Behind Columbus Day: A Week to Reflect Upon the Colonization of Indigenous Lands


Nathalie Vera

Photo Courtesy of Grand Canyon NPS

For members of El Congreso, Indigenous Resistance Week (Oct. 8 through Oct. 13) is more than an attempt to celebrate and embrace “la raza,” an individual’s roots and ethnicity; they see it as an opportunity to help others reflect on the social and political implications of Columbus Day.

“His landing marked the beginning of the pillage, theft and plunder of a continent and its people…all in the pursuit of wealth and power,” said Miguel Albarran, a fifth-year sociology major, Latin American and Iberian Studies minor who is participating for the second time in the movement. “Sadly, many indigenous and working class communities are still being pushed aside today to maintain structures that only benefit a few and push forth a neoliberal agenda, aspects inherited from colonialism.”
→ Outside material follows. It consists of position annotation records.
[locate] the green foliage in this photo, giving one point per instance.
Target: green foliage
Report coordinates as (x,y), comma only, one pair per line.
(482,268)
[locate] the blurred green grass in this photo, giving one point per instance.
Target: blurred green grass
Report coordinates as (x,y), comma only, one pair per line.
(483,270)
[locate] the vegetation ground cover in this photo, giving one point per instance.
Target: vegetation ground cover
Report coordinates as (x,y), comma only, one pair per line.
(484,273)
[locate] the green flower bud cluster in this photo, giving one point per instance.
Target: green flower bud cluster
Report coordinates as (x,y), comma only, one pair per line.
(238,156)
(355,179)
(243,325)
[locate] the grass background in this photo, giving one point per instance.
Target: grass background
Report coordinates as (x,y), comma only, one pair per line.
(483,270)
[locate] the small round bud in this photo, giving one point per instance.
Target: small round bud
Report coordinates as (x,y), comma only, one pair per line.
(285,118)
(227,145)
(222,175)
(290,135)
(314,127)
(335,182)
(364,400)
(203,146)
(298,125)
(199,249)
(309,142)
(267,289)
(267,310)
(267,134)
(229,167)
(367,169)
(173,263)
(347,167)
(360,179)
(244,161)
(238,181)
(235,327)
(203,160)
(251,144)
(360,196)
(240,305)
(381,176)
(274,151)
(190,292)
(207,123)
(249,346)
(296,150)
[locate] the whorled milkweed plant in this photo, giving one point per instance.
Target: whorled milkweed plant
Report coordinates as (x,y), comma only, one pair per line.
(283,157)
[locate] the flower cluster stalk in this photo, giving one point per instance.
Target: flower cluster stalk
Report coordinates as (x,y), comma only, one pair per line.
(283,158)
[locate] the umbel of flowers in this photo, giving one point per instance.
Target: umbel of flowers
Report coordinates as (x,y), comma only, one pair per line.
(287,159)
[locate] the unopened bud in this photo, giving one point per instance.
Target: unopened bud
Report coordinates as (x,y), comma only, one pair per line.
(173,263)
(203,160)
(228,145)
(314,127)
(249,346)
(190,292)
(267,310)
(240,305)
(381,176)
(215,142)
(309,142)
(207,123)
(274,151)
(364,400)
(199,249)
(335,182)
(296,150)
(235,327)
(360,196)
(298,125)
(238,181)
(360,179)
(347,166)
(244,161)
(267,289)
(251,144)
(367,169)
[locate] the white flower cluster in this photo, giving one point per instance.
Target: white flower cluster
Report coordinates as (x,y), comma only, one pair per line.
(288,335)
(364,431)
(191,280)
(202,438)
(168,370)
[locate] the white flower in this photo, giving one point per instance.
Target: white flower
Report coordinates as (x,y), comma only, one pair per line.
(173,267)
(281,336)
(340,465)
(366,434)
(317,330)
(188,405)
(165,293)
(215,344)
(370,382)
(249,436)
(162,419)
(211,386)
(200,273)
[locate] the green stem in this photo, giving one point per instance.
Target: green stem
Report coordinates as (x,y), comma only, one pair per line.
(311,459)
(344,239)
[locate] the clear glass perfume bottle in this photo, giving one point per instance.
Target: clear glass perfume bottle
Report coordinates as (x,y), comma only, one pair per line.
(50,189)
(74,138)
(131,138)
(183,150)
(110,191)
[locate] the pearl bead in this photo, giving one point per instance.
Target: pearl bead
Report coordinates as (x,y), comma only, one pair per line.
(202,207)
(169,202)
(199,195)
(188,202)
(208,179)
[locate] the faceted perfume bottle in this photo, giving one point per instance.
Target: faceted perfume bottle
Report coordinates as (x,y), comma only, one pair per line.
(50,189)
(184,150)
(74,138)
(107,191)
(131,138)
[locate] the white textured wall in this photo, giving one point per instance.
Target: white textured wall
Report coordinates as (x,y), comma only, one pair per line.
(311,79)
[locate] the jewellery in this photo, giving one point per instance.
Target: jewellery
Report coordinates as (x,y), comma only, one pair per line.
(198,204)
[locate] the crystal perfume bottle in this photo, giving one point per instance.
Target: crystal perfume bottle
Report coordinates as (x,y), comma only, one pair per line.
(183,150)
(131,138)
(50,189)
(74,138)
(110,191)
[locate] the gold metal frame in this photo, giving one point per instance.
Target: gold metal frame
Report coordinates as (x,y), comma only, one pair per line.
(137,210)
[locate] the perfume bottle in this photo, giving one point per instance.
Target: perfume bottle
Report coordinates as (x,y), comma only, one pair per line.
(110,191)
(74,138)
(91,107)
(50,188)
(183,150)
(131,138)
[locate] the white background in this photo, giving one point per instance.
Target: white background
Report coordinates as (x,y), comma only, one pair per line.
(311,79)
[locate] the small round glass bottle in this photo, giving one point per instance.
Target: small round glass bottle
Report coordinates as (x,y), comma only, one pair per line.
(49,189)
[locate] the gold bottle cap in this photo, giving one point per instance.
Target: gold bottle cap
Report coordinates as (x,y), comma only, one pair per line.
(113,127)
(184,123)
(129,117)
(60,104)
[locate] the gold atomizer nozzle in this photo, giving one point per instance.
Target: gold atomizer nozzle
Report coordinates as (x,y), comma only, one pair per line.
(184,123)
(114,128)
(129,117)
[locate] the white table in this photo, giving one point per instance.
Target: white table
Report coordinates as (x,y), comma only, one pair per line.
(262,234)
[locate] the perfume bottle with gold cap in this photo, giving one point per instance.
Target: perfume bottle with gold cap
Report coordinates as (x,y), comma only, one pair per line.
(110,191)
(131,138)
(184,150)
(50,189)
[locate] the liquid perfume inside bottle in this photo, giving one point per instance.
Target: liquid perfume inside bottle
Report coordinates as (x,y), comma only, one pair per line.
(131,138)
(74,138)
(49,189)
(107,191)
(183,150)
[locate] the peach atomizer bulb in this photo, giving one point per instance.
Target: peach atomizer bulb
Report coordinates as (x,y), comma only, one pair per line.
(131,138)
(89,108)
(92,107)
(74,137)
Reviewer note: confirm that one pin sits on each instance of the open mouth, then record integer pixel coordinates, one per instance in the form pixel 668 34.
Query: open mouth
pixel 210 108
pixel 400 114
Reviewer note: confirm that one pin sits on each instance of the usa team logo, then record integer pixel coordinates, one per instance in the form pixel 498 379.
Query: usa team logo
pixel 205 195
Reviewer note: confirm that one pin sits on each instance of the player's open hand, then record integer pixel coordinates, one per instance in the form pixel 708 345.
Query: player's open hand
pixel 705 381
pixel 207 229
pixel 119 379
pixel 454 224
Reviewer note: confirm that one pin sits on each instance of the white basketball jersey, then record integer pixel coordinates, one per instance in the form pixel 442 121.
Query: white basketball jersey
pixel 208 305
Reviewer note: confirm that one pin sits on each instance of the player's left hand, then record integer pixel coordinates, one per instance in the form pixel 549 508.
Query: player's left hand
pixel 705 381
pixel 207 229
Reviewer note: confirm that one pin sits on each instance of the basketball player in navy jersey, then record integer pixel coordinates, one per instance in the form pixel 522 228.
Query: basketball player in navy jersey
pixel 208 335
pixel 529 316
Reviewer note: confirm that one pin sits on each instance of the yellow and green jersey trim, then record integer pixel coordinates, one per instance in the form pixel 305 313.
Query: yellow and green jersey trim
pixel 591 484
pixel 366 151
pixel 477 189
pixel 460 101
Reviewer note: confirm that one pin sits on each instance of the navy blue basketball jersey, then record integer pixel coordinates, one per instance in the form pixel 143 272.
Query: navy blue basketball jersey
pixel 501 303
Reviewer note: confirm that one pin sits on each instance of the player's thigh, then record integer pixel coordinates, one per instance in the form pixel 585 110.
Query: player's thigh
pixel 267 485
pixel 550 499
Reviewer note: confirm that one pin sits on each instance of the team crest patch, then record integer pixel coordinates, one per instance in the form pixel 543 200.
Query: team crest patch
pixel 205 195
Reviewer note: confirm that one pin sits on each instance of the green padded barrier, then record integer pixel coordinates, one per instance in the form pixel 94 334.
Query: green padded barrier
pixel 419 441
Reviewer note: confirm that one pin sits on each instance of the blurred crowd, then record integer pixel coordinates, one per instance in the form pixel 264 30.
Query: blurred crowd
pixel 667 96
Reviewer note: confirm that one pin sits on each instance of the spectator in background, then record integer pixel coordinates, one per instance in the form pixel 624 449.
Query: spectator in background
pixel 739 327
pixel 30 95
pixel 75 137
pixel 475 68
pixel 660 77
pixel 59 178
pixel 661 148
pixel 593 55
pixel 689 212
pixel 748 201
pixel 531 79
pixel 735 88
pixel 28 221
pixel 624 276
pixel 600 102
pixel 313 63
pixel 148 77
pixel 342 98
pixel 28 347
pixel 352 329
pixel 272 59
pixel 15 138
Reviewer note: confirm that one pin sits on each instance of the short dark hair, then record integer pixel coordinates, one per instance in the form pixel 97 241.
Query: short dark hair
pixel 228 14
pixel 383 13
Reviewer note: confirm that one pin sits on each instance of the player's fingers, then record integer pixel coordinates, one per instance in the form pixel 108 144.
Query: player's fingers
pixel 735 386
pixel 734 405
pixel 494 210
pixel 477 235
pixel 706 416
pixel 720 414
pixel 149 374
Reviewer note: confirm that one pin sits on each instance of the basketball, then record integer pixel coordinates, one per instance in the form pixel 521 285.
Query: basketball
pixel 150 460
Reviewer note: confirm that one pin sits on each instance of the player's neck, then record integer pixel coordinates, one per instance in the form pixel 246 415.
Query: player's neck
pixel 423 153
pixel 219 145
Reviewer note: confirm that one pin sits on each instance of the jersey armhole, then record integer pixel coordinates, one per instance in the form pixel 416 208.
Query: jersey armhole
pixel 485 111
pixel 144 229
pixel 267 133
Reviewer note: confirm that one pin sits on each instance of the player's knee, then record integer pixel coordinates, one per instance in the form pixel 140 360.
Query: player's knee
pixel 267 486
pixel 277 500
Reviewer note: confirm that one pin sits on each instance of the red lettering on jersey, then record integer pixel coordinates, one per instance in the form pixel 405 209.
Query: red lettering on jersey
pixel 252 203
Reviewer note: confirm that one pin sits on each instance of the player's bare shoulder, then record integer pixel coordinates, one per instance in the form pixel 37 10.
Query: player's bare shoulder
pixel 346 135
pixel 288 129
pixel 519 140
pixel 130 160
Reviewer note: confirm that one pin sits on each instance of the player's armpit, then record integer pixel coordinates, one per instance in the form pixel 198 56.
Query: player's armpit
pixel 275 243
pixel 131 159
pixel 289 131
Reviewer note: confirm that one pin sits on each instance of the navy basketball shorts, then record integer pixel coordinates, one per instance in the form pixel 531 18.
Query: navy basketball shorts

The events planned throughout this week of awareness are not only meant to bring consciousness, but to provide context for an issue that continues to affect peasant communities.

“It’s unfortunate that we are still being fed this lie about Columbus ‘discovering’ the Americas,” said a film and media studies fourth-year student who asked to remain anonymous. “We’re trying to dismantle those inaccuracies to tell the truth about what he really did.”

The week of events kicked off on Monday, Oct. 8,  and ends on Sunday, Oct. 13. These events range from a tent display to screenings, art, music, dance and workshops, “where [we’ll] unveil the myths behind Columbus and connect it to the state of the world today,” as described on the event page.

“One essential aspect of these workshops is to give voice to the voiceless,” said Ismael Illescas, a fourth-year sociology major. “To bring to light the injustices indigenous communities all around the globe have dealt with for hundreds of years.”

As an activist Chicano/Latino student organization, El Congreso annually organizes this program in an effort to maintain the legacy of the Chicano/Latino movement. While this group is composed of sub-committees that focus on similar areas of interest, the collective organization’s goal is to provide a platform in which gender, racial, economical status and other superficial boundaries are eliminated in an effort to unite its members and the larger community.

“To ignore how the past has shaped our present will only perpetuate the evils of the past without providing a chance to challenge and really create ‘Un Mundo Donde Quepan Muchos Mundos’—a world where many worlds fit,” said Albarran in closing.

Indigenous Resistance Week strives to establish just that—the notion that another world within a larger unconcerned society is possible; an alternate dimension thar, like the smaller groups housed under El Congreso’s roof, facilitates a space in which people of different backgrounds and ideals can peacefully co-exist.